Once each patient has recovered from surgery, the researchers test out stimulation patterns. They turn on various electrodes at different current levels and map the effects on the patient’s leg muscles, enabling them to personalize the pattern and produce the best walking movements. But Courtine says the stimulating implant, which they chose because it already has regulatory approval, is far from ideal. “We are very frustrated by the number of electrodes,” he says.
For the stimulator, Courtine would also vastly prefer to use the soft, flexible electrodes developed by his colleague Stéphanie Lacour, another professor of neuroprosthetics at EPFL. She has developed stretchy implantable electrodes modeled after the dura matter, the membrane that covers the spinal cord and brain. But Lacour, also at SXSW, says her “e-dura” implants won’t be ready for clinical trials for some years.

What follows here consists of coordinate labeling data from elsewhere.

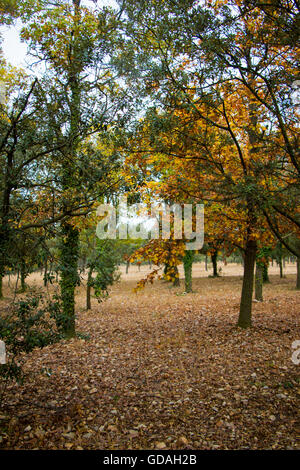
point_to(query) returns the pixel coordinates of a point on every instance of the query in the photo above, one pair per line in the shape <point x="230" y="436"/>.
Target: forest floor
<point x="164" y="370"/>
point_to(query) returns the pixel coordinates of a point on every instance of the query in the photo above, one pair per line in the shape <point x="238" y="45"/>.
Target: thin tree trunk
<point x="45" y="273"/>
<point x="214" y="262"/>
<point x="265" y="273"/>
<point x="69" y="277"/>
<point x="259" y="282"/>
<point x="88" y="289"/>
<point x="244" y="320"/>
<point x="188" y="265"/>
<point x="23" y="277"/>
<point x="298" y="274"/>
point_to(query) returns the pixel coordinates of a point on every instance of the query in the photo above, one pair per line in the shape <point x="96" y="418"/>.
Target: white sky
<point x="14" y="50"/>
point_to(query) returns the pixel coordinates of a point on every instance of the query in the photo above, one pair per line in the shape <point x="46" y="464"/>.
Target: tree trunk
<point x="88" y="289"/>
<point x="45" y="273"/>
<point x="23" y="276"/>
<point x="259" y="282"/>
<point x="298" y="274"/>
<point x="69" y="252"/>
<point x="188" y="265"/>
<point x="265" y="273"/>
<point x="214" y="262"/>
<point x="244" y="320"/>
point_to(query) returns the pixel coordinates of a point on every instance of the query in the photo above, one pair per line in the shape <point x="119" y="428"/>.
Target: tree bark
<point x="188" y="265"/>
<point x="214" y="262"/>
<point x="298" y="274"/>
<point x="259" y="282"/>
<point x="68" y="277"/>
<point x="244" y="320"/>
<point x="88" y="289"/>
<point x="265" y="273"/>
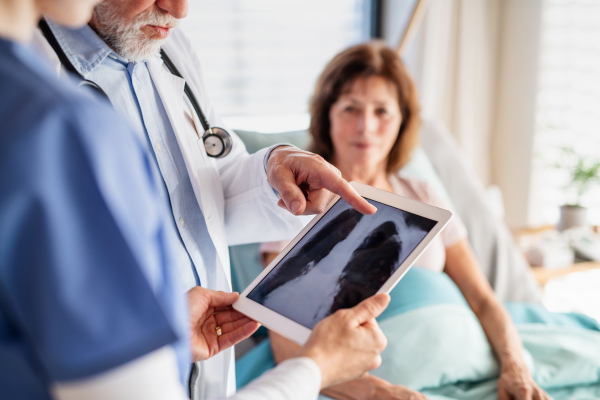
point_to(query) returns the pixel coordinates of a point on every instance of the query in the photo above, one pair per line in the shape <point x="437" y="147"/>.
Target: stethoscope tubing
<point x="219" y="133"/>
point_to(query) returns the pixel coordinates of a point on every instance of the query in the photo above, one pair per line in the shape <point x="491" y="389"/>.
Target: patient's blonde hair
<point x="363" y="61"/>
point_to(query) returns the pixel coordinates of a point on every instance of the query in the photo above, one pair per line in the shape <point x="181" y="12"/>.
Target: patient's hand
<point x="518" y="384"/>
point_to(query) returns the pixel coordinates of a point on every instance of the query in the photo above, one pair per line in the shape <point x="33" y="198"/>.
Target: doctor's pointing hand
<point x="306" y="182"/>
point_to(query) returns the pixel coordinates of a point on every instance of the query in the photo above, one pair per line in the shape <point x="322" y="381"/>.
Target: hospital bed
<point x="428" y="321"/>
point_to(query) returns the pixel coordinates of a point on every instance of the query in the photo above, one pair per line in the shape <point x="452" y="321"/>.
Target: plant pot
<point x="572" y="216"/>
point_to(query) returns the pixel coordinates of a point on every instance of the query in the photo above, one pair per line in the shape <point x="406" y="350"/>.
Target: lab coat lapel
<point x="171" y="91"/>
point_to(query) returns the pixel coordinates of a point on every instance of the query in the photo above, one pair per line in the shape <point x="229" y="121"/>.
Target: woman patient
<point x="365" y="121"/>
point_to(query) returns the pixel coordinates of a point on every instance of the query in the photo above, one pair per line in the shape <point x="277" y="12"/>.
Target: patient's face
<point x="365" y="122"/>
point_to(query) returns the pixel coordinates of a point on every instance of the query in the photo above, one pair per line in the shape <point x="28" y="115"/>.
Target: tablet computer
<point x="339" y="259"/>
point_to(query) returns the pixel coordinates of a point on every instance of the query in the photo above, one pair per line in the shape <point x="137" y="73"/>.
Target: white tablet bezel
<point x="299" y="333"/>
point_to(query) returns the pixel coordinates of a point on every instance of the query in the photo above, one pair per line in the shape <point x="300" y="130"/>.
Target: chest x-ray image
<point x="345" y="258"/>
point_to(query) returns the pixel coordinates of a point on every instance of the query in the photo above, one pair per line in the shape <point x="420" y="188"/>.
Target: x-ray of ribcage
<point x="345" y="258"/>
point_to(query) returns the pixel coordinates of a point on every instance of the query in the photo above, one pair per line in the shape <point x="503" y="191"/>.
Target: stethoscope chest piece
<point x="217" y="142"/>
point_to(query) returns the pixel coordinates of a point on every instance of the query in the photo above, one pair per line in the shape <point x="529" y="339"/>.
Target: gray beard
<point x="125" y="37"/>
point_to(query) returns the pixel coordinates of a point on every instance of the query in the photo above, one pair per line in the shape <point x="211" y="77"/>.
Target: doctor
<point x="215" y="202"/>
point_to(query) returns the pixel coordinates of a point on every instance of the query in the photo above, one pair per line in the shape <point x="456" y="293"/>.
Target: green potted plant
<point x="584" y="173"/>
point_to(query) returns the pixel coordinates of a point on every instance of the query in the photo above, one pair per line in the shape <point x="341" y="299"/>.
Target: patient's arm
<point x="368" y="387"/>
<point x="515" y="379"/>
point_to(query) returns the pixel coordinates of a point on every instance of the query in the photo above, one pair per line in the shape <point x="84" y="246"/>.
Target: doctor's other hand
<point x="348" y="343"/>
<point x="210" y="310"/>
<point x="306" y="182"/>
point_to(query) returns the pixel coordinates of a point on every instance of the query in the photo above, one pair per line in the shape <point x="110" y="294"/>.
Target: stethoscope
<point x="217" y="141"/>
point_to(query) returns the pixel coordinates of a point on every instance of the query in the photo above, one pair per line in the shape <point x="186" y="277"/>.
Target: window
<point x="568" y="105"/>
<point x="261" y="58"/>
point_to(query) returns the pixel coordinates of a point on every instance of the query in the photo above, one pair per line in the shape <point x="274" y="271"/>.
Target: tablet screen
<point x="345" y="258"/>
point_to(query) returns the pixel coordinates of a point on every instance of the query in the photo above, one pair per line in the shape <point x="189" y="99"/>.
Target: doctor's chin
<point x="359" y="199"/>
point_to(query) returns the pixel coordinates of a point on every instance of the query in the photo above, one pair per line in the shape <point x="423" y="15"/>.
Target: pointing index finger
<point x="342" y="188"/>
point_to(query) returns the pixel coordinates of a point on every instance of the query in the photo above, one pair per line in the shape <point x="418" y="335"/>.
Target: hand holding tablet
<point x="341" y="258"/>
<point x="349" y="342"/>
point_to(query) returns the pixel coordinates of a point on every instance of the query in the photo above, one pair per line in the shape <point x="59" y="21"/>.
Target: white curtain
<point x="475" y="64"/>
<point x="455" y="69"/>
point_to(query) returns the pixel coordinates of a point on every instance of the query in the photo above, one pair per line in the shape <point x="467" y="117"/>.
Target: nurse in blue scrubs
<point x="89" y="305"/>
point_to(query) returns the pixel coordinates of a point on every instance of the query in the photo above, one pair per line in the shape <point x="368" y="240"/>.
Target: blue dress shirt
<point x="86" y="282"/>
<point x="132" y="93"/>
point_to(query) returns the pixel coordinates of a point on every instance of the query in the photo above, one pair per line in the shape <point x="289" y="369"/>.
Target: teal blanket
<point x="436" y="345"/>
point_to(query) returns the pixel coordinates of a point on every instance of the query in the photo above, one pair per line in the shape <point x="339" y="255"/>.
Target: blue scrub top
<point x="86" y="281"/>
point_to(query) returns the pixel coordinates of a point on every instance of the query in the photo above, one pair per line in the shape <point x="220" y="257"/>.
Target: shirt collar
<point x="83" y="47"/>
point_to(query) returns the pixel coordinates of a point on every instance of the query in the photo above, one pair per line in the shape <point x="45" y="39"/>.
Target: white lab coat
<point x="238" y="203"/>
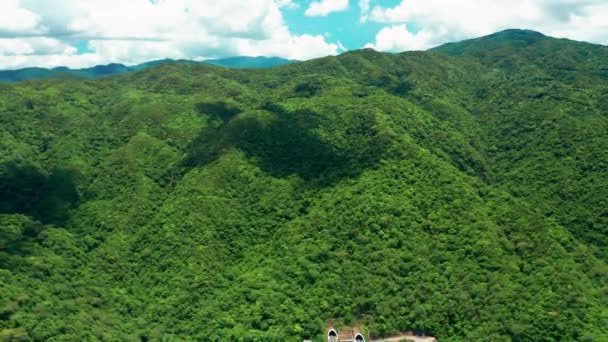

The current human study will look for both immediate improvement to the patients’ walking ability as well as gradual improvement over five months. Courtine says he expects patients’ big strides to come from the nervous system’s remarkable neuroplasticity: “In rats and non-human primates, we see reorganization not just at site of injury, but throughout the nervous system,” he says. “The brain finds new ways to communicate with the spinal cord below the injury.”
There’s another big technological step required on the path to truly reversing paralysis. In a breakthrough study on paralyzed monkeys published last November, Courtine and his collaborators showed that inserting both a brain implant and a spinal implant provided much more natural walking movement. In that study, the brain implant in the motor cortex recorded the monkey’s intentions to move, and sent those decoded commands to the spinal stimulator.
Courtine doesn’t yet have permission to try this whole brain-spine interface in human patients, but he’s working with the international BrainGate corsortium that’s developing a clinic-ready brain implant. Using paralyzed patients’ natural brain signals is bound to bring big improvements in the control of their bodies. “Timing is so important, and the brain has perfect timing,” Courtine says. “Machines will never be able reproduce that exactly.”